Jerusalem Artichoke: What It Is, Benefits & Recipes

A alcachofra de Jerusalém (Helianthus tuberosus) — também conhecida como sunchoke ou maçã-da-terra — é um daqueles vegetais que surpreende as pessoas à primeira vista. Nativa da América do Norte e introduzida na Europa no século XVII, tem um aspeto semelhante ao da raiz de gengibre, tem um sabor ligeiro a alcachofra e noz, e contém uma das fibras vegetais mais úteis conhecidas pela ciência da nutrição: a inulina. Quer se sinta atraído por ela devido à sua versatilidade culinária ou às suas credenciais para a saúde intestinal, este é um vegetal que vale bem a pena conhecer.

O que é a alcachofra de Jerusalém?

Apesar do nome, a alcachofra de Jerusalém não tem qualquer ligação a Jerusalém e não é uma verdadeira alcachofra. Pertence à família das Asteraceae — parente próxima do girassol comum — e produz tubérculos comestíveis no subsolo, muito semelhantes às batatas. Os tubérculos variam em cor, desde o bege claro ao roxo-avermelhado, com uma polpa crocante, e terrosa que amolece quando cozinhada. A planta é resistente e adaptável, prosperando numa ampla variedade de climas europeus, o que a torna fácil de cultivar e amplamente disponível na época. O seu perfil nutricional é o que a distingue da maioria dos tubérculos. A alcachofra de Jerusalém tem um teor de amido notavelmente baixo em comparação com a batata, e uma parte significativa do seu teor de hidratos de carbono não provém da glicose, mas da inulina — uma fibra solúvel e prebiótica que o sistema digestivo humano não consegue decompor diretamente, mas que alimenta bactérias benéficas no intestino.

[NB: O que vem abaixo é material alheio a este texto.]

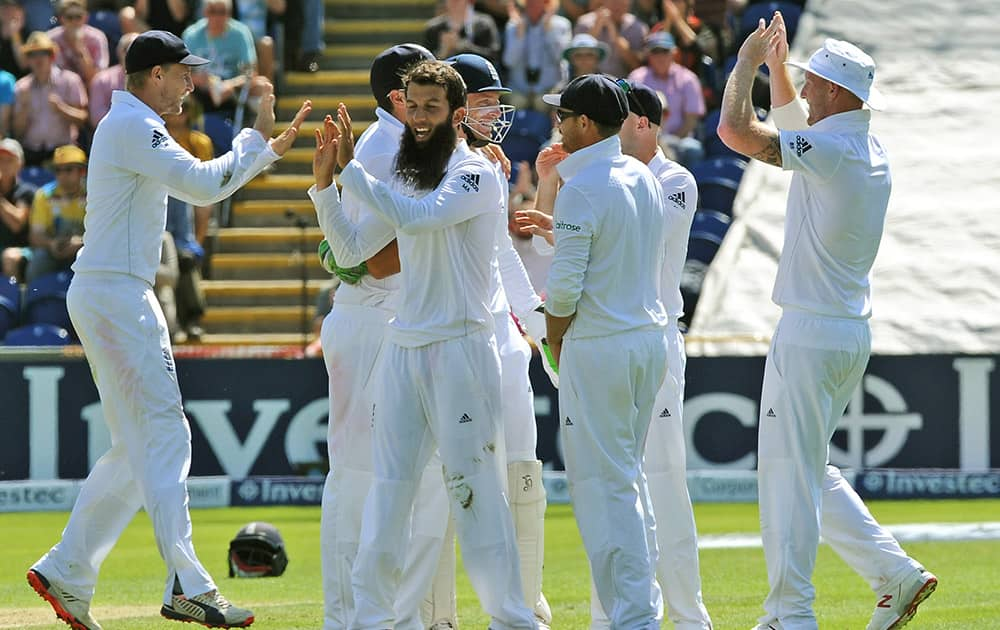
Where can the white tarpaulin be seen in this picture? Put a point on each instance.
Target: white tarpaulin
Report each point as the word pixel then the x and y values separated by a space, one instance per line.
pixel 935 285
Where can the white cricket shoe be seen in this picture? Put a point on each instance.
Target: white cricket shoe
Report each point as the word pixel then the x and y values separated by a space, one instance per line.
pixel 209 609
pixel 69 608
pixel 898 600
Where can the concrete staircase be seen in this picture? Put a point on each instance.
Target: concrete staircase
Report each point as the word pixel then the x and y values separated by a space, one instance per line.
pixel 255 294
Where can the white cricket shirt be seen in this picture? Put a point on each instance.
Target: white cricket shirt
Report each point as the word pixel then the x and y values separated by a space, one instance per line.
pixel 367 233
pixel 680 199
pixel 835 215
pixel 134 164
pixel 446 244
pixel 610 235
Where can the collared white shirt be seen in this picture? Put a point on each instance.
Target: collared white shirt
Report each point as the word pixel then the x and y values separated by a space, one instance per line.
pixel 835 216
pixel 680 199
pixel 446 246
pixel 134 165
pixel 610 239
pixel 511 286
pixel 376 150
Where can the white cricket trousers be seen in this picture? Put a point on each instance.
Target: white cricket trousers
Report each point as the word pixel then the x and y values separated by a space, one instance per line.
pixel 813 367
pixel 444 394
pixel 352 341
pixel 607 386
pixel 125 337
pixel 678 571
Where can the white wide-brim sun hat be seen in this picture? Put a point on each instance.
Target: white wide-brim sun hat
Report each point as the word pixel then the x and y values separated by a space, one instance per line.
pixel 849 67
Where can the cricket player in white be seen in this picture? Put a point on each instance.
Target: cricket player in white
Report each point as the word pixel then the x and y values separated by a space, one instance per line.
pixel 439 376
pixel 352 337
pixel 487 121
pixel 833 225
pixel 665 462
pixel 609 225
pixel 134 165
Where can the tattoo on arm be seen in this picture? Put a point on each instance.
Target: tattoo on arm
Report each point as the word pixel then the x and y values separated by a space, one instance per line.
pixel 771 153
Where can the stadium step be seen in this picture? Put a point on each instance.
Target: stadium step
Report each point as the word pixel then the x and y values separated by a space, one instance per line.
pixel 267 239
pixel 266 266
pixel 260 292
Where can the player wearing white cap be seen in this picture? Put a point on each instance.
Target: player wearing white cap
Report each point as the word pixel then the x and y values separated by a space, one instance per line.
pixel 352 337
pixel 134 165
pixel 608 200
pixel 438 381
pixel 833 225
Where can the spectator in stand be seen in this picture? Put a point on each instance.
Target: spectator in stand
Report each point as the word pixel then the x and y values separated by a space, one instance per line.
pixel 229 44
pixel 15 204
pixel 188 227
pixel 57 214
pixel 79 46
pixel 13 32
pixel 6 102
pixel 584 55
pixel 50 104
pixel 534 40
pixel 165 15
pixel 107 81
pixel 624 34
pixel 462 29
pixel 684 96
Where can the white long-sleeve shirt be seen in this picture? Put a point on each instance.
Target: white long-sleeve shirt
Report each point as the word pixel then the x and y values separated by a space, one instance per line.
pixel 511 285
pixel 680 199
pixel 368 233
pixel 610 236
pixel 836 211
pixel 134 165
pixel 446 244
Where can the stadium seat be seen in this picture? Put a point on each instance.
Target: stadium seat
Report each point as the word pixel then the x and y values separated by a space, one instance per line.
pixel 528 134
pixel 752 14
pixel 37 335
pixel 108 23
pixel 219 128
pixel 10 304
pixel 37 175
pixel 45 300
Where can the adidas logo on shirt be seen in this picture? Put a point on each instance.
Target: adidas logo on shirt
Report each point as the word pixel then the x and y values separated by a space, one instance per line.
pixel 800 146
pixel 470 181
pixel 158 138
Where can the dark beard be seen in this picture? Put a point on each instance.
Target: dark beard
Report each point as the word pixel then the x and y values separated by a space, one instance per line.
pixel 421 166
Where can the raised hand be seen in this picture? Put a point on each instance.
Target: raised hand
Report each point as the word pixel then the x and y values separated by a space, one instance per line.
pixel 345 148
pixel 325 156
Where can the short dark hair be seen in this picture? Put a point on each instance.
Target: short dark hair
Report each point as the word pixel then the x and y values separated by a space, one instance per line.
pixel 441 74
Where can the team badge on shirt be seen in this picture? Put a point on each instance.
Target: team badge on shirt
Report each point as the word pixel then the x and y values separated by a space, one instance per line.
pixel 470 182
pixel 159 138
pixel 800 146
pixel 678 199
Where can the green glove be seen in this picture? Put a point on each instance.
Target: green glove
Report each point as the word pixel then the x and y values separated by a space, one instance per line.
pixel 350 275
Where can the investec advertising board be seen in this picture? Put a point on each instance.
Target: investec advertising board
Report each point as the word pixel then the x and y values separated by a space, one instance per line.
pixel 259 417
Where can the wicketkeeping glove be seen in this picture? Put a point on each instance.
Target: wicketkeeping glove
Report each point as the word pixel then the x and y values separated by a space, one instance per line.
pixel 350 275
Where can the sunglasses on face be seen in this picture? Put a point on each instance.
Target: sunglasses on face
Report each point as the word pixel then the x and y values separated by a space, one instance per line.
pixel 631 97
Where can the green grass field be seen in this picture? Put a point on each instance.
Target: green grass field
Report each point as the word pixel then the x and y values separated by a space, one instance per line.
pixel 734 580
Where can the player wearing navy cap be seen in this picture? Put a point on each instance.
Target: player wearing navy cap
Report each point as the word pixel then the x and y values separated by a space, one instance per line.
pixel 134 165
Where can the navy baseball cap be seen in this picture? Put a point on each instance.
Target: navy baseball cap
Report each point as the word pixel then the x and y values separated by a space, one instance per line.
pixel 643 100
pixel 478 73
pixel 389 66
pixel 597 96
pixel 155 48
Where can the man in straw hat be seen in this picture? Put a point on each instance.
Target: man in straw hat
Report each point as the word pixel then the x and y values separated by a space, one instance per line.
pixel 834 220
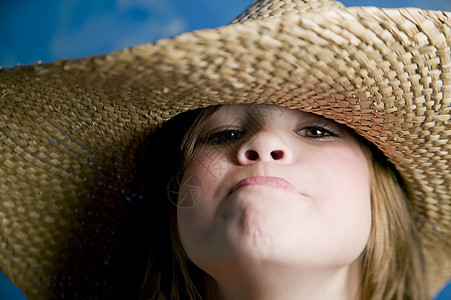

Principais benefícios para a saúde

Saúde intestinal e digestiva

A inulina é o elemento nutricional central da alcachofra de Jerusalém. Como fibra prebiótica, atravessa o trato digestivo superior intacta e chega ao cólon, onde estimula seletivamente o crescimento e a atividade de bactérias benéficas — particularmente as estirpes de Bifidobacterium e Lactobacillus. Este efeito prebiótico promove um microbioma intestinal mais saudável, o que, por sua vez, influencia a digestão, a regularidade intestinal, e a função imunitária em geral. Para quem já utiliza um suplemento probiótico, combiná-lo com uma fonte prebiótica alimentar, como a alcachofra de Jerusalém ou inulina em pó específica, ajuda as bactérias benéficas a estabelecerem-se e a prosperarem. A nossa coleção de probióticos inclui uma variedade de opções adequadas a diferentes necessidades. Glicemia e resposta glicémica

Como o hidrato de carbono dominante na alcachofra de Jerusalém é a inulina, em vez do amido digerível TiB, tem um baixo impacto glicémico. Não provoca picos rápidos de glicose no sangue, como acontece com a batata ou os hidratos de carbono refinados. Isto torna-a um alimento particularmente útil para quem controla os níveis de açúcar no sangue ou procura moderar a carga glicémica global da sua dieta. A inulina também retarda, em certa medida, o esvaziamento gástrico, o que contribui ainda mais para a energia sustentada e o controlo do apetite.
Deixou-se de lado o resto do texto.